Description
Samuel has lived alone on a small island off the coast of an unnamed African country for more than two decades. He tends to his garden, his lighthouse, and his chickens, content with a solitary life. Routinely, the nameless bodies of refugees wash ashore, but Samuel--who understands that the government only values certain lives, certain deaths--always buries them himself.
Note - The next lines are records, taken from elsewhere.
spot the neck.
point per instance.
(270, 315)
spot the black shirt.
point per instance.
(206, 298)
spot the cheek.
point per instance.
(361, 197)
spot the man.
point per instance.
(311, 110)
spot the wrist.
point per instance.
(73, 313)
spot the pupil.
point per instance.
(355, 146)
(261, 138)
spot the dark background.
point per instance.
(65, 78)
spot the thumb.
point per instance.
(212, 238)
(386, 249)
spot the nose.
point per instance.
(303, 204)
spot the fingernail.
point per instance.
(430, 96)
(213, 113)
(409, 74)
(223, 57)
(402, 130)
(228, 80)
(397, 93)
One day, though, he finds that one of these bodies is still breathing. As he nurses the stranger back to life, Samuel--feeling strangely threatened--is soon swept up in memories of his former life as a political prisoner on the mainland. This was a life that saw his country exploited under colonial rule, followed by a period of revolution and a brief, hard-won independence--only for the cycle of suffering to continue under a cruel dictator. And he can't help but recall his own shameful role in that history. In this stranger's presence, he begins to consider, as he did in his youth: What does it mean to own land, or to belong to it? And what does it cost to have, and lose, a home?
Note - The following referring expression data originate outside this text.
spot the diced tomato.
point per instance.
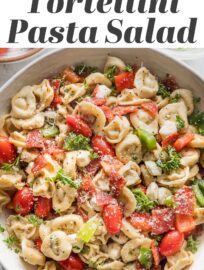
(112, 217)
(98, 101)
(7, 151)
(87, 185)
(155, 253)
(117, 182)
(4, 50)
(185, 201)
(123, 110)
(163, 220)
(185, 223)
(55, 84)
(93, 167)
(141, 221)
(124, 80)
(108, 112)
(171, 243)
(103, 199)
(38, 243)
(169, 140)
(151, 108)
(72, 263)
(34, 139)
(23, 201)
(183, 141)
(101, 146)
(70, 76)
(39, 163)
(79, 126)
(43, 207)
A timeless and gripping portrait of regret, terror, and the extraordinary stakes of companionship, An Island is a story as page-turning as it is profound.
Edwin Treutel @qberge_815
July 28, 2022
4
Samuel is a septuagenarian who has worked alone, as a lighthouse keeper, on an island off the coast of an unnamed African country for twenty-three years. Before that, he had spent twenty-five years in prison, the aftermath of a violent protest to right the wrongs of his country’s past. His present days are filled with mundane tasks, such as tending his vegetable garden, feeding his chickens, and keeping the lighthouse in working order. However, Samuel is about to come face to face with his past failures and shortcomings when a castaway foreigner washes ashore and needs his help.